First install Napari in a Python 3.9 Conda environment following the instructions provided
in the official [documentation](https://napari.org/stable/tutorials/fundamentals/installation.html).

You can install `napari_svetlana` via [pip], or directly from the Napari plugin manager (see Napari documentation):
```bash
pip install napari_svetlana
```
WARNING:

If you have a Cuda compatible GPU on your computer, some computations may be fastened
using Cupy. Unfortunately, Cupy needs Cudatoolkit to be installed. This library can only be installed via 
Conda while the plugin is a pip plugin, so it must be installed manually for the moment:
```bash
conda install cudatoolkit=10.2 
```

## Tutorial

To learn more about the features of
Svetlana and how to use it, please check our [Youtube tutorial](https://youtube.com) and
our [documentation](https://svetlana-documentation.readthedocs.io/en/latest/).
A folder in this repository called "[Demo images](https://bitbucket.org/koopa31/napari_svetlana/src/main/Demo%20images/)", contains two demo images, similar to the ones
of the Youtube tutorial.

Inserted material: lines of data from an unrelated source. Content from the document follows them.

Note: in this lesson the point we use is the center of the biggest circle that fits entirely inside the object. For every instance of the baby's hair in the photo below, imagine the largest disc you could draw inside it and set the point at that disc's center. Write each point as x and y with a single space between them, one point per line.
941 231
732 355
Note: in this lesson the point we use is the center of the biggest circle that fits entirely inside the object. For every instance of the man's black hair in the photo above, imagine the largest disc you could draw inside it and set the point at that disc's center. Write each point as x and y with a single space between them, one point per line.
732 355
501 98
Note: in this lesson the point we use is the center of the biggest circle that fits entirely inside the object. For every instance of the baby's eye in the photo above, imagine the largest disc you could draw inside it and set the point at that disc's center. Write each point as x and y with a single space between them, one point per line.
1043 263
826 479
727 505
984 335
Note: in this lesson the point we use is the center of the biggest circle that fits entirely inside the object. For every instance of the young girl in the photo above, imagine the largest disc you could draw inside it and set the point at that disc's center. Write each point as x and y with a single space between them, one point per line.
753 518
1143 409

Feel free to use them to test all the features of Sevtlana.

## The data augmentation 

It is possible to perform all the complex data augmentations proposed in the Albumentations
library. To do so, please refer to the [documentation](https://albumentations.ai/docs/getting_started/transforms_and_targets/),
and add all the needed parameters to the JSON configuration file.

**Example:**

Gaussian blurring in documentation :

```python
GaussianBlur(blur_limit=(3, 7), sigma_limit=0, always_apply=False, p=0.5)
```

Equivalent in JSON configuration file:
```json
"GaussianBlur": {
      "apply": "False",
      "blur_limit": "(3, 7)",
      "sigma_limit": "0", 
      "p": "0.5"
  }
```

where _apply_ means you want this data augmentation to be applied or not.

## Contributing

Contributions are very welcome.

## License

Distributed under the terms of the [BSD-3] license,
"napari_svetlana" is free and open source software

## Acknowledgements

The method was developped by [Clément Cazorla](https://koopa31.github.io/), [Renaud Morin](https://www.linkedin.com/in/renaud-morin-6a42665b/?originalSubdomain=fr) and [Pierre Weiss](https://www.math.univ-toulouse.fr/~weiss/). And the plugin was written by
Clément Cazorla. The project is co-funded by [Imactiv-3D](https://www.imactiv-3d.com/) and [CNRS](https://www.cnrs.fr/fr).

## Issues

If you encounter any problems, please [file an issue] along with a detailed description.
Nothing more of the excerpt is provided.